SCARBOROUGH — A provision that would ban smoking and any other use of tobacco on public beaches received preliminary approval Wednesday.

The Town Council voted 4-1 on the first reading. Councilor Ronald Ahlquist, who is a park ranger at Crescent Beach State Park in Cape Elizabeth, was opposed to the amendment even though he said he was in favor of banning smoking on the beaches.

“My fear is how do you enforce it? Are you going to call a patrol officer off the road?” Ahlquist said. “If we’re just writing a feel-good ordinance … I don’t think that’s practical.”

The ordinance amendment – which would ban use of all tobacco products, including snuff,  dip and chewing tobacco, cigarettes, cigars and pipes, within 25 feet of town beaches except in designated smoking areas – comes after several citizens asked the ordinance committee to consider a ban to help deal with exposure to second-hand smoke and cigarette butts left on beaches.

Smoking is already banned at all Maine state parks, including Scarborough Beach. Ahlquist said park rangers hand out cards to offenders on state beaches, letting them know about the law, which went into effect in 2009, but that it has been a process to educate the public.

“I think we’ll get there and be smoke free,” Ahlquist said of the state parks, “but we have the back up, the people to do that.”

While others agreed that there were enforcement issues, several councilors indicated a desire to hear from the public.

“I’m not a proponent of passing ordinances we can’t enforce, but eventually, this will be looked on as if someone was drinking alcohol on the beach,” Councilor Michael Wood said. 

Tina Pettingill, a resident and executive director of the Maine Public Health Association, spoke in favor of the ordinance amendment, although she said she opposes a provision that would create designated smoking areas at the beaches.

“Even brief exposure can cause harm,” Pettingill said. “The data really shows you have to be 25 feet away to avoid the effects of second-hand smoke.”

A public hearing on the ordinance change was scheduled for the council’s next meeting on March 16.

The council also unanimously approved the first reading of a zoning change to a section of the Black Point Road neighborhood near St.
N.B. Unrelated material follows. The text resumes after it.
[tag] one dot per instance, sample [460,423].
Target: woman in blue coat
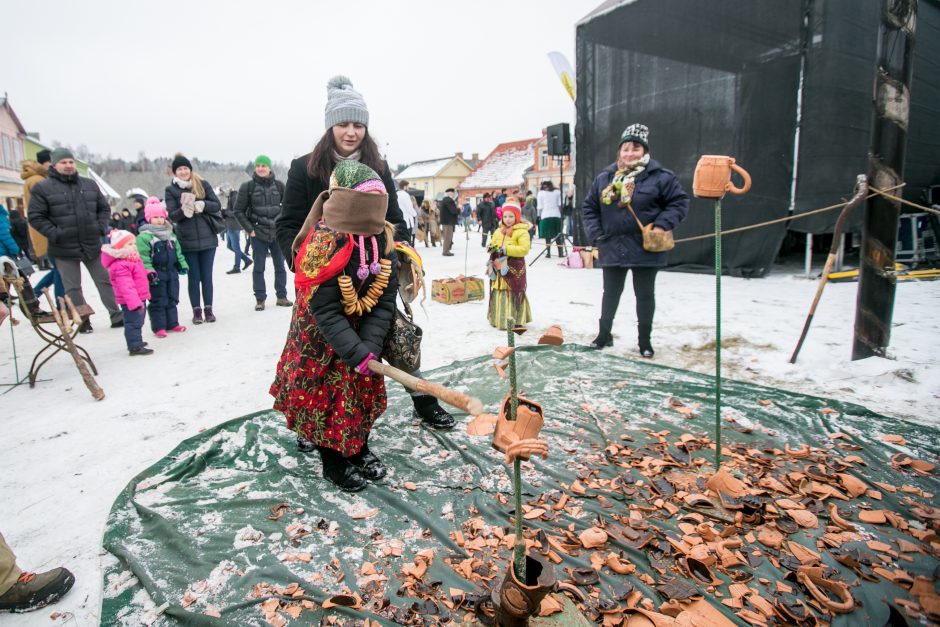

Maximilian Kolbe Church.

The change would allow for mixed-use buildings to encourage more village-like development of the area. In addition to the limitations of the TVC3 zone, including prohibitions on drive-through restaurants and large non-residential buildings, the council approved area-specific limitations.

After hearing from citizens during a public meeting last month, which was scheduled at the request of several residents, town staff rewrote the ordinance to ban health clubs, reduce the maximum building height from 45 feet to 35 feet, include density standards for an area without access to the town sewer, and to relax requirements for front-yard residential setbacks.

“We wanted to be sure new development was in scale with what is currently there,” Planning Director Dan Bacon said.

The change was sent to the Planning Board to review and will return to the council for a second reading, public hearing and approval.